3e. BWT (Burrows-Wheeler Transform) Preprocessing
bzip2 uses BWT + MTF + Huffman. From the Large Text Compression Benchmark (enwik9, 1 GB Wikipedia XML):
- bzip2 -9: 254 MB (3.9x ratio), 379s, 8 MB memory
- zstd --ultra -22: 216 MB (4.6x ratio), 701s, 792 MB memory
- PPMd (7zip, order 10): 179 MB (5.6x ratio), 503s, 1630 MB memory
BWT could theoretically be used as a preprocessing stage before entropy coding, but no production tool currently chains BWT → zstd cleanly.
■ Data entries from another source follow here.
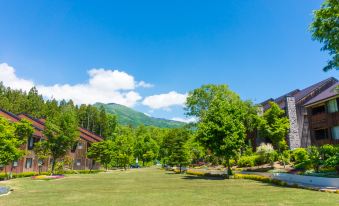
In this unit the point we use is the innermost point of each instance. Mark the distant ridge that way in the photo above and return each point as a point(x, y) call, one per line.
point(128, 116)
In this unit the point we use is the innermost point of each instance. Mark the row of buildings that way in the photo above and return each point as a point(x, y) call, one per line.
point(313, 113)
point(30, 162)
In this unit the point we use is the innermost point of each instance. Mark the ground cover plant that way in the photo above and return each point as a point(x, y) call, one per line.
point(151, 186)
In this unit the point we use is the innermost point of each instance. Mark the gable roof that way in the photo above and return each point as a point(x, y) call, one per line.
point(302, 95)
point(325, 95)
point(9, 115)
point(40, 124)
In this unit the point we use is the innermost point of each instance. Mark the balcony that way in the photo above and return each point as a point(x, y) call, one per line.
point(324, 120)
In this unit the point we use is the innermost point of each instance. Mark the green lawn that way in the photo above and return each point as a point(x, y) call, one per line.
point(152, 186)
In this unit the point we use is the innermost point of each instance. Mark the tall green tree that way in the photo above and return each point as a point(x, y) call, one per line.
point(179, 152)
point(275, 126)
point(62, 133)
point(222, 115)
point(102, 152)
point(42, 152)
point(12, 137)
point(325, 29)
point(146, 148)
point(124, 146)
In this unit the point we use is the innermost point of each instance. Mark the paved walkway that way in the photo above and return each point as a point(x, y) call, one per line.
point(291, 182)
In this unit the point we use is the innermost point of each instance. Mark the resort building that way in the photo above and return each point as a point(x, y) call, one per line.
point(312, 114)
point(323, 116)
point(30, 162)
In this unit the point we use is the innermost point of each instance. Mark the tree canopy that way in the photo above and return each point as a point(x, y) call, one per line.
point(325, 29)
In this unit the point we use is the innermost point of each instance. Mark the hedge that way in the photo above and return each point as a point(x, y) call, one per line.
point(4, 176)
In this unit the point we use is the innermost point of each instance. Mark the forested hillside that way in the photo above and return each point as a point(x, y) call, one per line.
point(128, 116)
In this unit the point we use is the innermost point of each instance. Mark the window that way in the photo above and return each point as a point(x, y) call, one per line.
point(332, 106)
point(78, 162)
point(40, 162)
point(74, 147)
point(335, 133)
point(318, 110)
point(321, 134)
point(30, 143)
point(28, 163)
point(15, 163)
point(80, 145)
3f. Tree-sitter Grammar-Aware Tokenization
A theoretical pipeline enhancement using both repomix and ast-grep's shared Tree-sitter infrastructure:
- Tree-sitter parse → extract AST
- AST normalization → canonical variable names, consistent formatting
- AST serialization → compact binary or S-expression format
- zstd compression → on the normalized output
This theoretical pipeline could achieve better compression than repomix's current approach because AST normalization eliminates cosmetic variation (naming, whitespace, brace style) that wastes entropy. No production tool implements this full pipeline today, but the components exist.